Seokjin pun menggeleng, membuatku mengerutkan kening. "Justru usaha anda untuk membuktikan kalau anda mencintai saya itu yang salah, Pak. Seharusnya ciuman yang membuat hati saya berbunga-bunga malah memupuk amarah saya pada anda. Apalagi saat saya tahu anda tidak datang dua hari. Malah menguatkan dugaan saya kalau anda menghindari saya setelah melakukan ciuman itu."

"Bukan begitu, Jin."

"Lalu, setelah itu saya tahu kalau anda sakit. Baiklah, saya tidak bisa menyalahkan yang satu itu. Tapi, saya lebih marah ketika melihat anda datang ke kantor ini, melihat saya seperti tidak pernah terjadi apa-apa, dan duduk di sana tanpa menanyakan bagaimana perasaan saya setelah ciuman itu."

Aku tertegun seketika. Fakta bahwa Seokjin terlalu tenang mengatakan hal itu membuatku ketakutan. Aku lebih suka melihatnya marah sampai menunjuk-nunjukku dengan jemarinya daripada melihatnya bicara beberapa kalimat namun tersimpan penuh amarah di dalamnya.
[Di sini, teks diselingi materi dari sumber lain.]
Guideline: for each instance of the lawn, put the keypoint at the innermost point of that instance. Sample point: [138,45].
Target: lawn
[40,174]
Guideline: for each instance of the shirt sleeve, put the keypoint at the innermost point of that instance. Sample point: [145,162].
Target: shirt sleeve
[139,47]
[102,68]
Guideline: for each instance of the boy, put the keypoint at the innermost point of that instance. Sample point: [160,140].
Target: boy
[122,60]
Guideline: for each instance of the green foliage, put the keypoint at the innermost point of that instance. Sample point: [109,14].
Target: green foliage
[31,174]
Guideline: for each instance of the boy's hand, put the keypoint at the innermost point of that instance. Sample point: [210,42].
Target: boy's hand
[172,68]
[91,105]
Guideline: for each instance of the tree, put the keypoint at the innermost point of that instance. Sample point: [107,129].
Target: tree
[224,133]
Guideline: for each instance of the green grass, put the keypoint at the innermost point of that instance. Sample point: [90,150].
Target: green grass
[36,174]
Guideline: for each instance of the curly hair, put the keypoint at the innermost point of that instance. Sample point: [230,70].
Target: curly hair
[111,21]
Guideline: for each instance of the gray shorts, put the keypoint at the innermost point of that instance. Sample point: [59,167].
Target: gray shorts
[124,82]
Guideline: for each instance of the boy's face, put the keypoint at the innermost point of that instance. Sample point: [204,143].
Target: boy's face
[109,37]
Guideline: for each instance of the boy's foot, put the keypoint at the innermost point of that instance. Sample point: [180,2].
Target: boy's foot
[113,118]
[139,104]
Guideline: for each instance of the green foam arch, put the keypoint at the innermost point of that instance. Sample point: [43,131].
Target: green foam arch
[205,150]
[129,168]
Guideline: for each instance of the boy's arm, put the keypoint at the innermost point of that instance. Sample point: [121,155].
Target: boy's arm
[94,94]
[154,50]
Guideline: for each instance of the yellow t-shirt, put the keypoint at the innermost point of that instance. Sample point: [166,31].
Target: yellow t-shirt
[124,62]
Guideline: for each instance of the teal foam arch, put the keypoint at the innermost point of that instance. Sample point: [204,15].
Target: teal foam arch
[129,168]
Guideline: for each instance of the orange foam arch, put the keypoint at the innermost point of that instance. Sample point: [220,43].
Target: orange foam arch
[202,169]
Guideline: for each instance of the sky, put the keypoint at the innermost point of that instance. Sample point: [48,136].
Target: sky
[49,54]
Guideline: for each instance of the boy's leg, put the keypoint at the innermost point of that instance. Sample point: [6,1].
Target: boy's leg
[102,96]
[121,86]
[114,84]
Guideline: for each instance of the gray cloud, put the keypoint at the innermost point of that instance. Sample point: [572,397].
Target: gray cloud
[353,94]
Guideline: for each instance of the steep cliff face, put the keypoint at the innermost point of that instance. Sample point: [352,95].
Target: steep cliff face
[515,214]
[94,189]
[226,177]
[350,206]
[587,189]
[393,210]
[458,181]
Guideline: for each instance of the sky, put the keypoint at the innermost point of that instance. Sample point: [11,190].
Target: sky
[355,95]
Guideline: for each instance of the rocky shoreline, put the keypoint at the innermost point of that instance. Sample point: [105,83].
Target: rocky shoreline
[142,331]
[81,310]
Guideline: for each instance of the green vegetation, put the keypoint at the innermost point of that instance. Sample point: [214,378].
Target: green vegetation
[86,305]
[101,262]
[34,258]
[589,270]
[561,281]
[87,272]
Aku tak suka dan itu membuatku gelisah.

Reaksiku yang seperti orang bodoh membuat Seokjin berdecih dan tersenyum miring. Tenggorokanku mendadak kering melihatnya seperti itu.

"Seharusnya aku tidak bergembira sampai tidak bisa tidur. Bodoh sekali," gumamnya pada dirinya sendiri.

Dia pikir aku tidak mendengarnya, tapi aku dengan jelas dengar sampai aku terkesiap dan berdiri dari kursiku. Bersamaan dengan Seokjin yang juga berdiri dari sofa dan mengambil tasnya. Dari sini aku jadi bisa melihat seberapa lelah matanya menahan kantuk untuk beberapa malam ke belakang. dan itu karena aku.

Ciuman itu ternyata sangat berarti untuk Seokjin, tapi aku malah salah langkah dalam memberikan reaksiku. Aku jadi menyesal tidak memeluknya tadi pagi.

"Saya tidak akan melarang anda menyukai saya seperti yang anda lakukan selama satu bulan ini. Toh, saya juga menyukai anda. Tapi berikan saya waktu sampai saya benar-benar bisa melihat seberapa tulus anda pada saya, Pak. Bukan hanya karena penasaran bagaimana rasa tubuh saya, tapi memang tulus dari hati anda bahwa anda mencintai saya apa adanya. Permisi."

Satu bungkukan dalam selama dua detik darinya sebelum pergi meninggalkanku dengan muka tanpa ekspresinya. Suara debaman pintu bahkan terdengar sangat mengerikan di telingaku.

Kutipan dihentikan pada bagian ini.